There was an article in the newspaper about me.
I wish everyone would leave me alone,
not so much for my sake as Eric's.
He's very afraid.

GRACE'S DIARY

TUESDAY, NOV.
6

The next morning Joel and I were eating our Malt-O-Meal cereal when my father hobbled into the kitchen and sat down at the table. My mother handed him a cup of Postum, then left the kitchen to get ready for work. Dad poured some milk into his cup and stirred until his drink turned the pale color of caramel.

Then he casually began sifting through the stack of mail on the table. When he got to the electric bill he stared at it almost as intently as Joel had stared at the Vargas poster the first time he saw it. “Holy cow.”

Joel and I looked over at him.

“Our electric bill went up nearly ten dollars. You boys need to start turning the lights off. You think money grows on trees?”

“No, sir,” I said.

“Joel?”

“No, sir.” Joel turned and glared at me.

My father pushed aside the mail and started reading the paper. After a few minutes he looked up. “Here's something for you, Eric. Do you know a girl named Madeline Webb?”

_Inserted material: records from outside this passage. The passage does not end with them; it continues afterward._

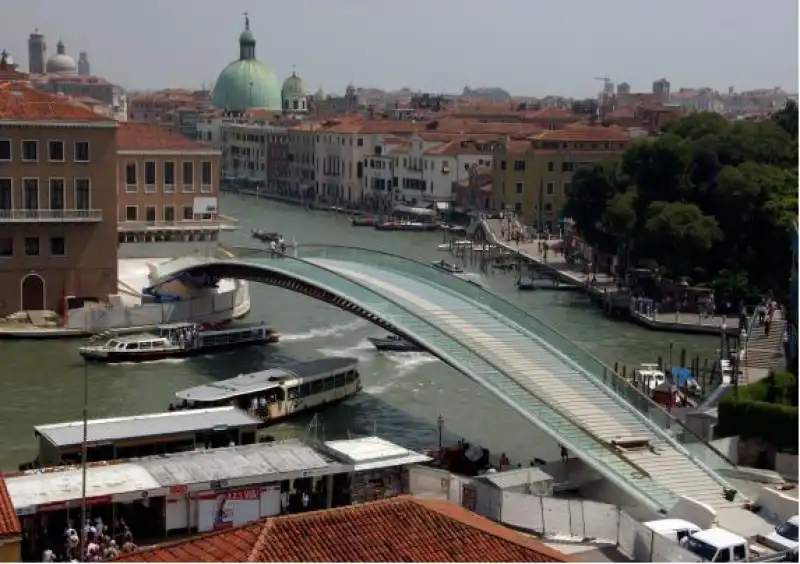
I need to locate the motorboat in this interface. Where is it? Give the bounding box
[79,323,280,363]
[431,260,464,274]
[367,335,425,352]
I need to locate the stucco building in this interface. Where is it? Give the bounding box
[0,83,117,315]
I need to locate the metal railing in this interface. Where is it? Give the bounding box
[0,209,103,223]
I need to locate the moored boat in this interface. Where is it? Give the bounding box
[367,335,425,352]
[431,260,464,274]
[175,357,361,422]
[79,323,279,363]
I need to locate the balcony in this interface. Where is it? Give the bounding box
[0,210,103,223]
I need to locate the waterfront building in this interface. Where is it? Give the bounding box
[211,16,282,111]
[0,82,117,316]
[492,124,631,230]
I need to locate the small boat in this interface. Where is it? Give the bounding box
[431,260,464,274]
[79,323,280,363]
[175,357,361,423]
[517,277,536,291]
[350,217,378,227]
[367,335,425,352]
[255,229,283,243]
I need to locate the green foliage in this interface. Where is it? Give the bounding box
[564,109,798,299]
[717,372,798,450]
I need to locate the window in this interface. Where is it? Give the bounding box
[22,178,39,210]
[75,178,92,211]
[0,178,14,211]
[75,141,89,163]
[22,141,39,161]
[0,237,14,258]
[47,141,64,162]
[25,237,39,257]
[200,161,212,186]
[50,178,65,210]
[125,163,136,192]
[144,161,156,192]
[164,161,175,192]
[183,161,194,192]
[50,237,66,257]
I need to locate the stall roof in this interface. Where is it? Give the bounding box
[324,437,431,472]
[137,440,333,486]
[6,463,160,511]
[34,406,259,448]
[175,357,358,402]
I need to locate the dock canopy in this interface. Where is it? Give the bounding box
[175,357,358,403]
[33,406,260,449]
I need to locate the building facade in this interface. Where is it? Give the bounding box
[492,124,631,231]
[115,123,221,231]
[0,83,117,315]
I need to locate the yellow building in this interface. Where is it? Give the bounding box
[492,124,631,230]
[0,476,22,562]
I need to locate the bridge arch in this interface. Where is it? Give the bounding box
[155,245,744,510]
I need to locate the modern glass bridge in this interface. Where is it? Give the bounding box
[154,245,764,521]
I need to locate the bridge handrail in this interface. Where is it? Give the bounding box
[212,245,661,507]
[284,244,736,474]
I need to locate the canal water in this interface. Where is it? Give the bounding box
[0,194,718,470]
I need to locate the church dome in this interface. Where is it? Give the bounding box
[211,59,281,111]
[281,72,306,98]
[45,41,78,74]
[211,17,281,111]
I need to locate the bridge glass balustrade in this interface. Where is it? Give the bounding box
[286,245,735,485]
[241,255,677,509]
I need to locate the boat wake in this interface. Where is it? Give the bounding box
[281,319,367,342]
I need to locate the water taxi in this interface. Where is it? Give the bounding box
[79,323,280,363]
[367,335,425,352]
[431,260,464,274]
[175,357,361,422]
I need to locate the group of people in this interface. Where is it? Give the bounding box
[42,517,138,562]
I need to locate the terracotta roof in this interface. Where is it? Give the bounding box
[0,476,22,538]
[118,496,575,562]
[117,121,211,151]
[531,124,631,142]
[0,82,109,122]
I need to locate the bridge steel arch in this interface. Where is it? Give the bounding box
[155,245,741,511]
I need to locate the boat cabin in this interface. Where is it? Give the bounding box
[27,406,260,467]
[175,358,361,421]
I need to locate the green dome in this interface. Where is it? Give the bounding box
[281,73,306,98]
[211,60,281,111]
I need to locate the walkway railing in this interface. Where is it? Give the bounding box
[284,245,736,486]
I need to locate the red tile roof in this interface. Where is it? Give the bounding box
[114,496,575,562]
[0,476,22,538]
[0,82,109,122]
[117,122,212,151]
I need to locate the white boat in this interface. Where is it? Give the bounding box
[175,357,361,422]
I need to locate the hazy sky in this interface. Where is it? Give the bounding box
[0,0,798,96]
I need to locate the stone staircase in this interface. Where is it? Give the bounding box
[740,311,786,384]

I looked up at him. “No, sir.”

“Hmm,” he said. “It says here she goes to Granite Junior. You're in ninth grade, aren't you?”

“Yes, sir.”

“You sure you don't know her? She's in your grade.”

I shrugged.

Joel furtively glanced at me, then put more strawberry jam in his Malt-O-Meal.

“Look, here's a picture of the girl.” He turned the paper around to show me. It must have been an old picture of Grace. Her hair was shorter now and she'd gained some weight.

“Oh, her.”

“Then you do know her?”

“She's in one of my classes.”

He turned the paper back around. “This article says her parents think she's been kidnapped.”

“Why would they think that?”

“Because she's been missing for days,” he said sardonically.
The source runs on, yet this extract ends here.